Is there an elementary proof for the monotonicity of $\sqrt x$?

209 Views Asked by At

I am about teaching a course on inequalities to secondary school children and I find we'll have to use at some point that if $$0<a<b,$$ then $$\sqrt a<\sqrt b.$$

Therefore, I've been thinking of how one would go about explaining why this is true to these children, and the only way I know uses real analysis -- and they've definitely taken no calculus yet.

Hence, do you know of a way to prove this result using elementary means?

Thank you.

5

There are 5 best solutions below

2
On BEST ANSWER

Let $0\leq a<b$.

Thus, $$\sqrt{b}-\sqrt{a}=\frac{b-a}{\sqrt{a}+\sqrt{b}}>0.$$

0
On

If $0 \le x \le y$ then $x^2 \le y^2$ since $y^2 - x^2 = (y - x)(y + x) \ge 0$.

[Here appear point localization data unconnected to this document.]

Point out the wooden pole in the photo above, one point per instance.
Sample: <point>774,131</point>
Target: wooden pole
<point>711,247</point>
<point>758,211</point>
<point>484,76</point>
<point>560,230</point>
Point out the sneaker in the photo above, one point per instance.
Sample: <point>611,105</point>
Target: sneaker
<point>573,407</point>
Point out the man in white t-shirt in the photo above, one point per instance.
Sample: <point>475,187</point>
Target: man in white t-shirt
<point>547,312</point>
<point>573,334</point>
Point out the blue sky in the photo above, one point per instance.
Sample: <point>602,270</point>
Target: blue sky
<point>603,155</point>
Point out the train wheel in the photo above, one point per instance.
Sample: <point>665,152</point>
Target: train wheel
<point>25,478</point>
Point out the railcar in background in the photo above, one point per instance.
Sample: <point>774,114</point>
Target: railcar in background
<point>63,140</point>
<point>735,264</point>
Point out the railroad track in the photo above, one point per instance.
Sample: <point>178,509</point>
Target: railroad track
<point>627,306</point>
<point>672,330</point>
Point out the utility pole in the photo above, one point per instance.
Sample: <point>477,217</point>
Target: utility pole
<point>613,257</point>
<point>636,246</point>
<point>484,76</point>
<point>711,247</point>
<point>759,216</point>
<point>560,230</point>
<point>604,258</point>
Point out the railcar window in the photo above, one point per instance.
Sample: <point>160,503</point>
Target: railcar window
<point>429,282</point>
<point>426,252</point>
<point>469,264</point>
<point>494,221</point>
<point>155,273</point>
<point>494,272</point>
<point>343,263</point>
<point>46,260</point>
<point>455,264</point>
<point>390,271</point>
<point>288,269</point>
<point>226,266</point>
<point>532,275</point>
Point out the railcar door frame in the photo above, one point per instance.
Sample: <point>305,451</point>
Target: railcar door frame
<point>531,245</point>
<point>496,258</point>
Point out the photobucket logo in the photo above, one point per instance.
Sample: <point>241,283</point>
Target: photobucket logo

Then assume that $\sqrt{b} \le \sqrt{a}$. Then applying above inequality (with $x = \sqrt{b}$ and $y = \sqrt{a}$) we get $b \le a$. This contradicts with $a < b$.

0
On

I'm not sure what you would mean by elementary. How "elementary" do you want?

Can you use the fact that "$(x- y)(x+ y)= x^2- y^2$" (which can, of course, be shown by just multiplying x- y and x+ y). Your students would also need to know that "positive times positive is positive", "negative times negative is positive", and "positive times negative is negative".

If 0< a< b, then b- a> 0. with $x= \sqrt{b}$ and $y= \sqrt{a}$, we can factor $b- a= (\sqrt{b}- \sqrt{a})(\sqrt{b}+ \sqrt{a})> 0$. Since $\sqrt{a}$ and $\sqrt{b}$ are positive by definition, $\sqrt{a}+ \sqrt{b}$ is positive and it follows that $\sqrt{b}- \sqrt{a}$ is positive so $\sqrt{b}> \sqrt{a}$.

0
On

Prove that the the function $f(x) = x^2$ on $[0,+\infty]$ is increasing.

Use some online tools to cut/paste/manipulate its graph and then display

enter image description here

Mention that using the paint tool eraser you can remove the red below the

'what was the $y\text{-axis}$ but is now the $x\text{-axis}$'.

3
On

Presumably you've already established that multiplication by a positive quantity preserves inequalities.

If $a < b$ then $$ aa < ab < bb . $$

What you want for square roots follows easily.